Cardiac anesthesiologist & intensivist Arno Nierich, 53, works at the Isala Hospital Zwolle, where he has been responsible for medical innovation for over two years now. One of his inventions is a blood filter with which one can purify the secretion oozing from a patient’s wound. That filtered blood is reused for the patient, thus avoiding the need to purchase expensive (and sometimes risky) donor blood.
In 2014, after a seven-year process, Nierich obtained a patent on his method and the filter was developed. That was made possible partly thanks to support from the joint European Regional Development Fund (ERDF innovation program) of the Dutch provinces of Gelderland and Overijssel. “But I still didn’t really know what the best structure was for my business. I was also looking for the right ways to market my invention. The MBI Life Sciences & Health program was a tremendous help in that respect.” Nierich expects to be granted CE marking certification by mid-2015, after which he will put his invention on the European market.
Partly thanks to the program, Nierich now has two partners, an American and a Dutchman, in Medical2Market. Nierich has owned this company through which he markets his innovations for a few years now. “If you have a medical invention, start looking for the right people to help you on your way. That's my most important tip. You cannot do it on your own unless you work for a large multinational company or a university whose core activity is to valorize innovations.”
Funding is essential for a new venture, of course, adds Nierich. So he is happy that the MBI Life Sciences & Health program has tightened his bond with the Rabobank. “I now have a contact there with whom I can do business.” Nierich also praises the highly experienced coaches associated with the program, such as Bernard Mulder of Eagle Rock Life Sciences, a company that helps start-up companies grow.
During a study trip to the United States, participants of the MBI Life Sciences & Health program came in contact with Octane in California, a network in which inventors, doctors, financiers and medical companies meet and which has created a breeding ground for medical innovation. “By talking with these people, you also learn which innovations are likely to succeed. And what investors are looking for.”

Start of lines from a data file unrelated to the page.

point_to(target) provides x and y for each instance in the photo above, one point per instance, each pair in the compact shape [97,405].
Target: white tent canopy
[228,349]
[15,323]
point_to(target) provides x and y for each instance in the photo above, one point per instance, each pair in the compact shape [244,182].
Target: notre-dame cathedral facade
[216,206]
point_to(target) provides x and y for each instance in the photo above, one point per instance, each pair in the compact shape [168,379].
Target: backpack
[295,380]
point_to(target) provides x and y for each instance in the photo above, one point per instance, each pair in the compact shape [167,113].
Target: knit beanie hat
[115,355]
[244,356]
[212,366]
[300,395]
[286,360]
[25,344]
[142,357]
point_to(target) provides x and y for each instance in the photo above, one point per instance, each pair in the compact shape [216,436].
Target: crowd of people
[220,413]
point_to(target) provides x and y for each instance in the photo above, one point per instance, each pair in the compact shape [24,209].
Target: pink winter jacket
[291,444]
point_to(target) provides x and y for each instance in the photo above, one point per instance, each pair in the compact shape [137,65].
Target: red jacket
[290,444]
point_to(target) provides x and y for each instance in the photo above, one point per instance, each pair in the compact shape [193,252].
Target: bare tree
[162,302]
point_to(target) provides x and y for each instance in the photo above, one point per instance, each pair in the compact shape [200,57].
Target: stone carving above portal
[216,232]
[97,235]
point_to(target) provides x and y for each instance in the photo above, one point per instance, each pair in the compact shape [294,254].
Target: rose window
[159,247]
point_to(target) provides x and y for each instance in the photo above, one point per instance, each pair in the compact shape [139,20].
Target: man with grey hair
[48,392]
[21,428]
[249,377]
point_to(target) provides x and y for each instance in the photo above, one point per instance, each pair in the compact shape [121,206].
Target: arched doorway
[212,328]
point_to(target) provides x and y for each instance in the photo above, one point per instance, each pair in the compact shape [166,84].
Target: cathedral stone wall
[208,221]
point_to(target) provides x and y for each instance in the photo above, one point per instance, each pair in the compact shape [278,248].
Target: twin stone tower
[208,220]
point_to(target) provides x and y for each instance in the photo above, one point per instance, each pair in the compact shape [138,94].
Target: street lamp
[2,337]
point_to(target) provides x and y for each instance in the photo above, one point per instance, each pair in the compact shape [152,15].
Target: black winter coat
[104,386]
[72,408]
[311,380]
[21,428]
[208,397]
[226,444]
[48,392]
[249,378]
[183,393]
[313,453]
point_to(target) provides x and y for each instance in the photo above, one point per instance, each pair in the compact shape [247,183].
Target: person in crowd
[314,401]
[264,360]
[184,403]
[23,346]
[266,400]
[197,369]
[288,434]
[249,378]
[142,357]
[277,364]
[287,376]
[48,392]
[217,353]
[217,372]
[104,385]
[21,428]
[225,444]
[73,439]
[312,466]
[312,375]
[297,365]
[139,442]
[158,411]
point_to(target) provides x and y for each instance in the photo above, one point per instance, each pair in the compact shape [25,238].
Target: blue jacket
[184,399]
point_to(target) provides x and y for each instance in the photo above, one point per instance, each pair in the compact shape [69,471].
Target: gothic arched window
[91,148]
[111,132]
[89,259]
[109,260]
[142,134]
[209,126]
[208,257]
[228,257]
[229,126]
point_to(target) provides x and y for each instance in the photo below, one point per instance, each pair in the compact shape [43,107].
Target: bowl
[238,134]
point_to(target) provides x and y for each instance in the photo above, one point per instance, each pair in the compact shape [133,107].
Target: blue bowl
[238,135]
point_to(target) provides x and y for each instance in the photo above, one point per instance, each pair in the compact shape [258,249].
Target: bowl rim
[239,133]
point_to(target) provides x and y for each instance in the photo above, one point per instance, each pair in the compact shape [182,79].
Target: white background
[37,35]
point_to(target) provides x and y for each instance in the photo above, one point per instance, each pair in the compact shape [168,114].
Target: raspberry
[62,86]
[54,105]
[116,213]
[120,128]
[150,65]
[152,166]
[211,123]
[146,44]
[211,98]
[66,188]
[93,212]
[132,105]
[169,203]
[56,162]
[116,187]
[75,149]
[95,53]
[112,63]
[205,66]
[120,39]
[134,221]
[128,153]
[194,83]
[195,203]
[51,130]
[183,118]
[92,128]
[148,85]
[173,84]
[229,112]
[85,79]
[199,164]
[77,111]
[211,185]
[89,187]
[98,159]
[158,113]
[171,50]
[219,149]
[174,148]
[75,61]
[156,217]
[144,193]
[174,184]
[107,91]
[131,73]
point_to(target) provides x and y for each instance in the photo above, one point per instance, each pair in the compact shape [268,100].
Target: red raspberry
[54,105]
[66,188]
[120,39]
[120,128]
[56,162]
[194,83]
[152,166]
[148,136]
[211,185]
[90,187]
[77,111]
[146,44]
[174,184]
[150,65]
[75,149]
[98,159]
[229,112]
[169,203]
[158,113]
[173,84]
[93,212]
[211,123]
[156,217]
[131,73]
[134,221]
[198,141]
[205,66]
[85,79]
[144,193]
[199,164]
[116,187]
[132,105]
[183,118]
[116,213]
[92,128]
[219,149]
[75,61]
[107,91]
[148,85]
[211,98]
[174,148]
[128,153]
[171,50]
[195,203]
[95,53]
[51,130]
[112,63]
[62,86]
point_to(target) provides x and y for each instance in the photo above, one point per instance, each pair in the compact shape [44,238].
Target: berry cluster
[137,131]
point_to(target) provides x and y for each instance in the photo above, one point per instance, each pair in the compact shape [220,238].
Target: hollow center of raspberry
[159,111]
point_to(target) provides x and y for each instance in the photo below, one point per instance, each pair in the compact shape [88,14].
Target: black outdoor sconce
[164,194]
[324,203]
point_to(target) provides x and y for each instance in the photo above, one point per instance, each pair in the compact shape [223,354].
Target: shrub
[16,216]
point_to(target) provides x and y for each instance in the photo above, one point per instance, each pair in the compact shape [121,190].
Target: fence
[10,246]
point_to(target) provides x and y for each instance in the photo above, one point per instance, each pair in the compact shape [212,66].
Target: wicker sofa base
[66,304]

The climate in the Netherlands for medical innovations is not very good in Nierich’s opinion. “We do not have an infrastructure that a network like Octane can offer, for example.” He points out that the threshold for medical innovations is high. In the Netherlands, only one in a hundred innovations ultimately reaches the patient, he says. This is because funding is often a problem. “The Dutch government is greatly lacking in this respect. But this MBI Life Sciences & Health program creates a fine platform for bringing knowledge, contacts and financiers together.” It's more than a training course, says Nierich. “I consider it an essential route towards marketing an invention quickly and properly.”